DistOS 2021F Experience 2
Introduction
In this experience, you will be playing with a multi-node Kubernetes cluster simulated using minikube
, running the Cilium CNI, a replicated Apache Cassandra database and an updated version of our beloved “printerfacts” service that consumes facts stored in the Cassandra database. As usual, you may wish to consult the relevant documentation if you get stuck. Links to documentation will be provided along with hints later on in this document.
With the exception of Part 2, completing this experience shouldn’t take more than a couple of hours. Feel free to collaborate with other students if you get stuck. However, you must acknowledge any collaboration. Additionally, copying and pasting or simply “changing up” each other’s answers will be treated as an academic integrity violation.
Submissions
Your experience report should be submitted as a PDF file on Brightspace, written in paragraph form. Code snippets or screenshots are allowed to augment your prose but are not required. We will post a submission link on Brightspace within the next few days.
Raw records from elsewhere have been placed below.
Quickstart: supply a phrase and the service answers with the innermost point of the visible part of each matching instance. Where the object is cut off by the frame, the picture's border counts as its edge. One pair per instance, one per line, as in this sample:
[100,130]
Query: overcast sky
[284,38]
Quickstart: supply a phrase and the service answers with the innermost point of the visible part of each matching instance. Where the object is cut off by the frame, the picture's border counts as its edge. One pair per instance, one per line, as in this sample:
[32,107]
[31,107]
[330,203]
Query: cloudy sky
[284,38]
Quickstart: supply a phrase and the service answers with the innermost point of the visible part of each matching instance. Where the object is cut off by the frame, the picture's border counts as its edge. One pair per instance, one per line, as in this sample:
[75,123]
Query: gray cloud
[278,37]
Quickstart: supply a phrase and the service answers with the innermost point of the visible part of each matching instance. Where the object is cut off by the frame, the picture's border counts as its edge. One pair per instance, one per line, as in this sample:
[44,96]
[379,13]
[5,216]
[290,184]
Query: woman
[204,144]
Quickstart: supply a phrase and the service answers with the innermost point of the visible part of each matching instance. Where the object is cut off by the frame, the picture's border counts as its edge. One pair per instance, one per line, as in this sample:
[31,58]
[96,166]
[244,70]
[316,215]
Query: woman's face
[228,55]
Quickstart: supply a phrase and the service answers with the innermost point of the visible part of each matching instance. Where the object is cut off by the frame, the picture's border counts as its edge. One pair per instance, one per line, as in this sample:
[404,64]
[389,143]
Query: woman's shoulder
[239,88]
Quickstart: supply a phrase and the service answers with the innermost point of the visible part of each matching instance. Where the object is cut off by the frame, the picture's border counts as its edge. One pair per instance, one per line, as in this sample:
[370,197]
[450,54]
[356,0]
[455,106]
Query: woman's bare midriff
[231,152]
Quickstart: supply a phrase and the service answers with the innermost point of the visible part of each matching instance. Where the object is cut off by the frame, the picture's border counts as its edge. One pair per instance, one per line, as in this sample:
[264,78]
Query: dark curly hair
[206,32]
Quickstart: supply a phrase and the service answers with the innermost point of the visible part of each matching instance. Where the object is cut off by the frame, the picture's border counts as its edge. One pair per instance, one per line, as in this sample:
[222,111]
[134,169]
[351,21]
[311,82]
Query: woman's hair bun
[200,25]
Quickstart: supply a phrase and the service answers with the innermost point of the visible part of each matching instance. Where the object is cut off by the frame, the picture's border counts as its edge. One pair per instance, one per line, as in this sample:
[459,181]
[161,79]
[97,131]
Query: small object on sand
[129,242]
The official due date for the experience report is December 10th (the last day of class), but we will continue to accept submissions up until the date of the final exam if you need extra time.
Receiving Your Grade
This experience is broken up into three parts:
- A series of easy tasks designed to get you familiar Cilium, Cassandra, and a multi-node K8s cluster.
- A harder challenge that involves programming a client to interact with the Cassandra database and writing a custom Cilium security policy to lock down your cluster.
- An opportunity to reflect on this experience and make connections to overall themes in the course.
Students are expected to complete Part 1 and Part 3 to get a grade of at most a B+. Part 2 is optional, but must be completed to receive a grade of A- or higher. Marks will be deducted for insufficient explanations or answers that demonstrate a lack of effort. By this logic, you should have a fairly clear idea of what grade you will receive when you submit this experience, based on how much effort you put in.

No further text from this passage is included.